[caption caption="pic: justpaintit.storenvy.com"][/caption]
Aku mempunyai burung-burung. Ada tiga ekor di sangkar, lima ekor di atas ranting pohon mangga, dan dua ekor di dalam rumah bersama ayah dan adik laki-lakiku. Jadi, hitung saja sendiri berapa banyak burung-burung yang aku miliki sebenarnya. Namun sayangnya, burung-burung itu mati dan menghitam.
Tetiba ibu muncul di hadapanku dengan membawa segelas susu. “Minumlah,” kata ibuku. Aku menolaknya. Sungguh tak masuk akal, masakan hanya karena penolakanku, ibu pun menyusul burung-burungku yang mati. Ibu mati. Menghitam.
Aku menangis memandangi ibu yang seperti itu, sedangkan ayah tertawa terbahak. “Mengapa ayah tertawa?” tanyaku. “Bukankah ayah melihat bahwa ibu telah mati?”

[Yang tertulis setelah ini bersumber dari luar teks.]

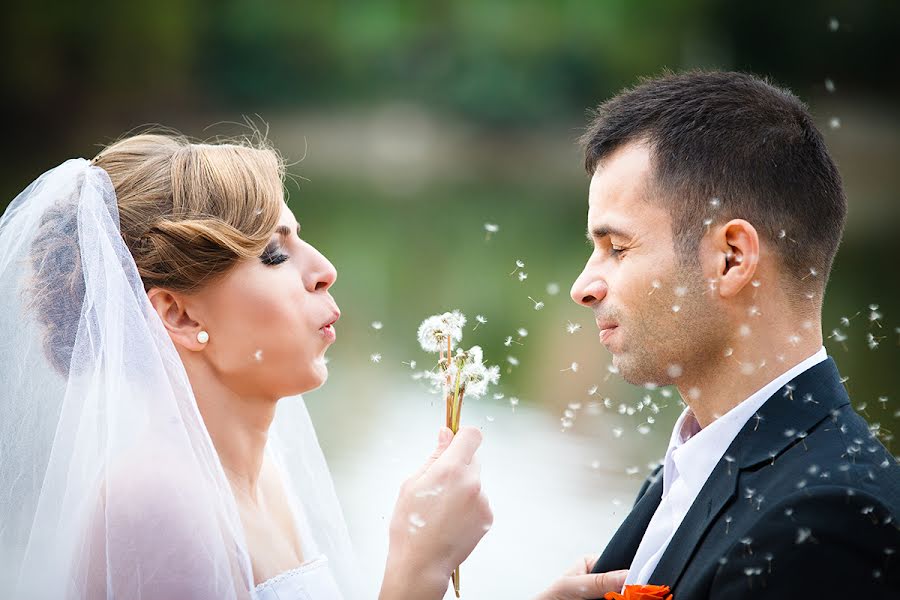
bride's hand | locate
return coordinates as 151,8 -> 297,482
533,555 -> 628,600
380,427 -> 494,600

“Ini pertanda bahwa ayah boleh kawin lagi,” sahutnya.
Setelah melipat sarung pada pinggangnya, ayah menyisir kepalanya yang botak. “Kau jaga rumah dengan adikmu.”
Tidak biasanya ayahku sewangi ini. Bukannya menguburkan ibu, ayah malah sibuk membolak-baliknya badannya di depan kaca. “Ayah mau kemana?”
“Memangnya hanya anak muda saja yang boleh malam mingguan?”
“Jasad ibu bagaimana?”
“Tempelkan saja di dinding maka akan lenyap dengan sendirinya.”
Aku masih tak mengerti dengan apa yang ayah pikirkan. Mungkin sekarang ada metode penguburan terbaru dengan cara menempelkan jasad pada dinding, kemudian akan datang semut-semut, rayap atau cicak yang memakan tubuh ibuku.